- Born: Ontario, Canada
- Education: University of Western Ontario
- Occupations: Screenwriter, film director, comedian, voice actor
- Years active: 2010-present

= Deepak Sethi =

Canadian-American screenwriter

Deepak Sethi is a Canadian-American screenwriter, comedian, film director, and voice actor. Sethi has written episodes of Family Guy, Brickleberry, Apple & Onion, and Close Enough.

== Life and career ==
Born and raised in Ontario, Canada, Sethi was an ethnic food salesman for his family's food company. While working in the food industry and doing his MBA, Sethi was discovered through his comedy blog which attracted over 2.2 million followers. Actress Alyssa Milano, a reader of Sethi's blog, passed Sethi's writing to writer Ricky Blitt who helped Sethi get a job on Family Guy.

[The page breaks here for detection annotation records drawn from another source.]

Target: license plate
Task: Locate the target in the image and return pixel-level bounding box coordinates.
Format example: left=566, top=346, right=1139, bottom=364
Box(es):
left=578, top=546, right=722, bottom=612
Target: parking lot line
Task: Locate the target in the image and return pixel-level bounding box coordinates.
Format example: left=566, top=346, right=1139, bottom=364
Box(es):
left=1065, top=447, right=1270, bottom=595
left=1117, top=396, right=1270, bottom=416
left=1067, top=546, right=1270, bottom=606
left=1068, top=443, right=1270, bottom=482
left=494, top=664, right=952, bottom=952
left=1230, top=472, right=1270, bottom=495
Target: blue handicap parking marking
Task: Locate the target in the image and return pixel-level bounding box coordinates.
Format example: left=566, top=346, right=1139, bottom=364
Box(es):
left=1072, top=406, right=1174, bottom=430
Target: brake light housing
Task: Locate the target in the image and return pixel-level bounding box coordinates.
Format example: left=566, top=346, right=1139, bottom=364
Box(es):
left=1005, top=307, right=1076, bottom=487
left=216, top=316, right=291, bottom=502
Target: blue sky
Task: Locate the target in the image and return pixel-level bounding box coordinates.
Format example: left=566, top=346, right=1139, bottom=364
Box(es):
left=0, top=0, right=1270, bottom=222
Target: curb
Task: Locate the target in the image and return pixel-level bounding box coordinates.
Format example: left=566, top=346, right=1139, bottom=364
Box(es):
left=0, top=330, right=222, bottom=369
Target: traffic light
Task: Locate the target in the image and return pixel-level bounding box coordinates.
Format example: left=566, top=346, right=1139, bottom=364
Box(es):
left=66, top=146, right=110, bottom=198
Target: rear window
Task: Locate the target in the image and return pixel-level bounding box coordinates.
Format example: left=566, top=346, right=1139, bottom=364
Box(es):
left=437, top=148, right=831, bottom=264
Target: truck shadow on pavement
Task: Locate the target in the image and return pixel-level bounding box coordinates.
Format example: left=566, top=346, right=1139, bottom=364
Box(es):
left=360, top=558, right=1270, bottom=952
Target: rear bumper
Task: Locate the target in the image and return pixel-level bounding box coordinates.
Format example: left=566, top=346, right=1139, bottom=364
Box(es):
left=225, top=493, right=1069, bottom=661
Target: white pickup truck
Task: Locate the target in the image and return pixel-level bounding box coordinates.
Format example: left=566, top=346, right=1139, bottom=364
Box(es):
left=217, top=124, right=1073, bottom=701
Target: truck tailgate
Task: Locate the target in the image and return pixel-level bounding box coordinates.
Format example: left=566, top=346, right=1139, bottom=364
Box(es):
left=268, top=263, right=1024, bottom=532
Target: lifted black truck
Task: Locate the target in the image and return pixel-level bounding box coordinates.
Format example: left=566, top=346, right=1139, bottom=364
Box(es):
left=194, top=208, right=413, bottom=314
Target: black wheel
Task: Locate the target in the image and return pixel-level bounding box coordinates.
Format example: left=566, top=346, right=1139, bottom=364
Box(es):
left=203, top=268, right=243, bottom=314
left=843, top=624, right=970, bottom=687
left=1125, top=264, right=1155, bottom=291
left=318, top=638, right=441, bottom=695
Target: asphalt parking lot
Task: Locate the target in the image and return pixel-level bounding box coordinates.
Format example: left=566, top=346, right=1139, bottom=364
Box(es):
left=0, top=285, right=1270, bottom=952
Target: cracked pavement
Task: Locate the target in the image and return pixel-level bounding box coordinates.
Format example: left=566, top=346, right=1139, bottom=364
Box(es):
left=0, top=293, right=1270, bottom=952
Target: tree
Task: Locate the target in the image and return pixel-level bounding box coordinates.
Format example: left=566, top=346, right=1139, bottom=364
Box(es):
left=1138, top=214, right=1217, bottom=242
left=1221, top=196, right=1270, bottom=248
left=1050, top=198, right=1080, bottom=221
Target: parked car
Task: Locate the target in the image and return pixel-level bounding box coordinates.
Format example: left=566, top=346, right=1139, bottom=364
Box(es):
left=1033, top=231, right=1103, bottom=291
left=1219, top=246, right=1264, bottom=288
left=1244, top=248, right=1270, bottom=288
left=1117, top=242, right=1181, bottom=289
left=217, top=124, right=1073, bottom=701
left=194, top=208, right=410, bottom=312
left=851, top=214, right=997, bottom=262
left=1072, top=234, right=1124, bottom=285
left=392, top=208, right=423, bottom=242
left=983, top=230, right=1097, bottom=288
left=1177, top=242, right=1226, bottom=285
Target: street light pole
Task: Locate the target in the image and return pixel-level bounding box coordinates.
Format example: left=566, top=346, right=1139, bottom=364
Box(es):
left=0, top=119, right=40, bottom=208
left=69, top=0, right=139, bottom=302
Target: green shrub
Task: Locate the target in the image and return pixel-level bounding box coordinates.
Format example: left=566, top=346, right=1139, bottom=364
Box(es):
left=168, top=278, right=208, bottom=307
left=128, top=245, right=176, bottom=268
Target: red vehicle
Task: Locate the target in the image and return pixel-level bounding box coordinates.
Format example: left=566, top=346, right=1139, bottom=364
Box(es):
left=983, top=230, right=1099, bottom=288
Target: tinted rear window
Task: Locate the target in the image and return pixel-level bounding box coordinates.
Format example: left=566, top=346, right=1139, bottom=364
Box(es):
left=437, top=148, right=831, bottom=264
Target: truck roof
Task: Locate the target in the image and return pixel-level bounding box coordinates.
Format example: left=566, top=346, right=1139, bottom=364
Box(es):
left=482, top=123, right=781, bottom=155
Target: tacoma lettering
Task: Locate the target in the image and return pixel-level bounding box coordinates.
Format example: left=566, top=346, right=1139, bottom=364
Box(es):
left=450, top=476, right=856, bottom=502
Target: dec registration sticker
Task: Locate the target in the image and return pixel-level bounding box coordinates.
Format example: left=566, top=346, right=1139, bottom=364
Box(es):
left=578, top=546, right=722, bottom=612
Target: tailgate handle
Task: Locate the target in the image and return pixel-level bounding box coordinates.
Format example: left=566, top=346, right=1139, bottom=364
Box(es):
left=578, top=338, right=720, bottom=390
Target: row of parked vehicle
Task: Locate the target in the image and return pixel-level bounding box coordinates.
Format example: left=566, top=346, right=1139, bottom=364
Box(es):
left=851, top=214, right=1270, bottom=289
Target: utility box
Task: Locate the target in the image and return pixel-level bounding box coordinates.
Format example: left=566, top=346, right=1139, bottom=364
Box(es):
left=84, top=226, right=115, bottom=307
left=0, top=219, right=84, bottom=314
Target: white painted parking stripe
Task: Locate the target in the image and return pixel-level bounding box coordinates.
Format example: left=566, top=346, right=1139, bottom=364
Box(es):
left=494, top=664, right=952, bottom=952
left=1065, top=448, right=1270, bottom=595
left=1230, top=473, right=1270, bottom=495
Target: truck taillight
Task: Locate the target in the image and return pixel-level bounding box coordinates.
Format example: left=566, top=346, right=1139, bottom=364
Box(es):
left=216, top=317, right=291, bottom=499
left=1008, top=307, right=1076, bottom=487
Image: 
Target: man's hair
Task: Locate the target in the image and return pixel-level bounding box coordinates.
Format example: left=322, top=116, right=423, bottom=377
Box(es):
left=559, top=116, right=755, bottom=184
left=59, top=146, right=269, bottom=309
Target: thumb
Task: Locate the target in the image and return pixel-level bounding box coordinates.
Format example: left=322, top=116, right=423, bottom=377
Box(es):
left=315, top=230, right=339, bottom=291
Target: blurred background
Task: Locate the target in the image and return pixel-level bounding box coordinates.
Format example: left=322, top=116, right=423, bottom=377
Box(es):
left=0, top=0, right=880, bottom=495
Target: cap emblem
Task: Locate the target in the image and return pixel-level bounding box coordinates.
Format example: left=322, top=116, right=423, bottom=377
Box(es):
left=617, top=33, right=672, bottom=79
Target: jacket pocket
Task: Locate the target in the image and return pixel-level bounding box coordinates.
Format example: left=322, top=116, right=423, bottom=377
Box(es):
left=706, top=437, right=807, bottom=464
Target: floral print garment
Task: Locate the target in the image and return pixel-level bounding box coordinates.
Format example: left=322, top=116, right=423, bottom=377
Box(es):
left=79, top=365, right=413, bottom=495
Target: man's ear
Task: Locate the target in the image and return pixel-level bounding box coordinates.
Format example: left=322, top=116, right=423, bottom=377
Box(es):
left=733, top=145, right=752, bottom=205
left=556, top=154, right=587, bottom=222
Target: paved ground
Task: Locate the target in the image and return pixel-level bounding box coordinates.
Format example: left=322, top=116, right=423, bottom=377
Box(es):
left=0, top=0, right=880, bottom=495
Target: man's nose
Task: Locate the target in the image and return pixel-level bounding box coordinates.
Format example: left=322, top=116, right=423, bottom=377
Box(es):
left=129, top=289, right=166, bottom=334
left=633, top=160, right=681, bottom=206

Sethi was heckled by an audience member at a stand-up comedy show in Las Vegas, the crowd member insinuating that Sethi was a terrorist. Sethi was nominated for an Annie Award for his writing in 2021.

In 2021, Sethi wrote and directed the short film Coffee Shop Names which was nominated for a Tribeca X award at the Tribeca Film Festival and was acquired by HBO Max in September 2021.